Four small Python libraries written in the same spirit: each solves one narrow data-prep or feature-engineering problem inside the scikit-learn Pipeline API, rather than introducing a framework around it.
Steps: classical feature selection
Best-subsets and forward stepwise regression, scored by AIC or BIC, wrapped as scikit-learn-compatible selectors. Brings interpretable classical selection (well-established in statistics but rarely accessible in modern ML pipelines) into the standard fit / transform workflow. Adapts automatically: linear regression for continuous targets, logistic regression for classification.
StringCluster: fuzzy string deduplication
Identifies near-duplicate strings (the messy-data problem of “Acme Inc.”, “Acme, Inc” and “ACME INCORPORATED” all being the same entity) via TF-IDF character n-grams and a cosine-similarity threshold. Works against itself or against a master reference list, with regex stop tokens for domain-specific noise. Standard fit / transform; slots into a Pipeline like any other step.
TSFeast: time-series feature engineering
Lag, rolling, EWMA, differencing, datetime, and polynomial-feature transformers for time series, plus a TimeSeriesFeatures meta-transformer that combines several at once and an ARMARegressor that wraps an sklearn regressor with ARMA residual modeling. Keeps time-series prep inside the Pipeline where the fit / transform boundary is respected, instead of leaking into ad-hoc pandas code outside it.
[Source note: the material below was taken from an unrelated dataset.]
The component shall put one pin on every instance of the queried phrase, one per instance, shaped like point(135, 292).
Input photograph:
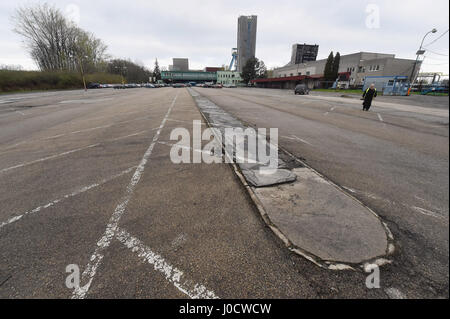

DPipes: reusable function composition
PipeProcessor for method-chaining APIs (pandas, Polars, any object with a pipe method) and Pipeline for general function composition over arbitrary Python functions. Defines a transformation sequence once and applies it to any compatible input (train, test, new batch) without rewriting the chain or sacrificing readability for nested calls.
On the shared scope
None of these tries to be a framework. Each adds the one transformer or composition primitive that sklearn (or pandas, in DPipes’ case) doesn’t ship with, and stops there. That narrowness is the point: they slot into existing workflows without asking anyone to adopt a new abstraction layer.